Due to the steep angle that mortars traditionally fire on, each outgoing round is not aimed in the same way that a rifle or handgun is, rather the projected distance is estimated based on the angle that the mortar barrel is at when fired and how much explosive is used to propel the round on it’s way.

Working out the direction to target (Deflection)

When firing the mortar targets are aimed by giving a deflection or difference figure from the initial position of the barrel. To calculate this deflection we need to know three things:

  • The mortar’s current grid reference (8 digit grid preferred. eg: 1085 2034)
  • The mortar barrel’s initial heading (in milliradians* See below)
  • The target’s grid reference (8 digit grid preferred)

Important!

Milliradians is the measure of the angle of a circle. Much like degrees, although while there are 360 degrees in a full circle, there are 6400 milliradians in a circle – making it much more accurate.

To work out the overall direction to the target there are two main ways in ACE:

  1. Use the DAGR
  2. Use the Maptools

There are pros and cons to each method. Using the DAGR is arguably quickly, especially if you use Axyl’s clickable map DAGR mod, although it will give the result in degrees which is slightly less accurate, as well some maps are not 100% compatible with the DAGR and may give unusual readings. Using Maptools is a little more time consuming, and although it gives the result in milliradians, it can be hard to read resulting in slightly incorrect directions. As a dealbreaking positive, in some instances the DAGR may not work properly and Maptools will be the only way you can find the direction.

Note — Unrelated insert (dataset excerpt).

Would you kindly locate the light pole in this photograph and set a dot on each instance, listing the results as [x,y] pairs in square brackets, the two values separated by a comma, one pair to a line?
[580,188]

Working out direction to target using a DAGR

  1. Open up the DAGR Main Menu (Shift + Home)
  2. Enter the grid into the DAGR (Either via the ‘Enter Waypoint’ menu item on the DAGR or by using Axyl’s clickable map DAGR mod
  3. Use the ‘Goto WP’ option and select the newly entered grid
  4. Press the Home key to open the DAGR info screen
    1. The track figure (bottom left) is the direction to the target in degrees
  5. Multiply the track figure by 17.8 to get the approximate milliradian direction to the target

 

Working out direction to target using MapTools

  1. Open the standard map
  2. Press and hold [ and click on the mortar location
  3. Press and hold ] and clock on the target location
  4. Hold mouse cursor over the beginning of the line (mortar location) and press H
    1. A compass should appear, with the centre point now located on the mortar position
  5. Hold the mouse cursor over the end of the line (target location) and press J
    1. The compass should now re-orient so that the black dot is still on the mortar position the the red line is facing toward the target
  6. Read the numbers on the outside of the compass to show the direction in milliradians – note that they are in divisions of 100, so being at 5 means 500milliradians. Conversely halfway between 5 and 6 would be 550 milliradians.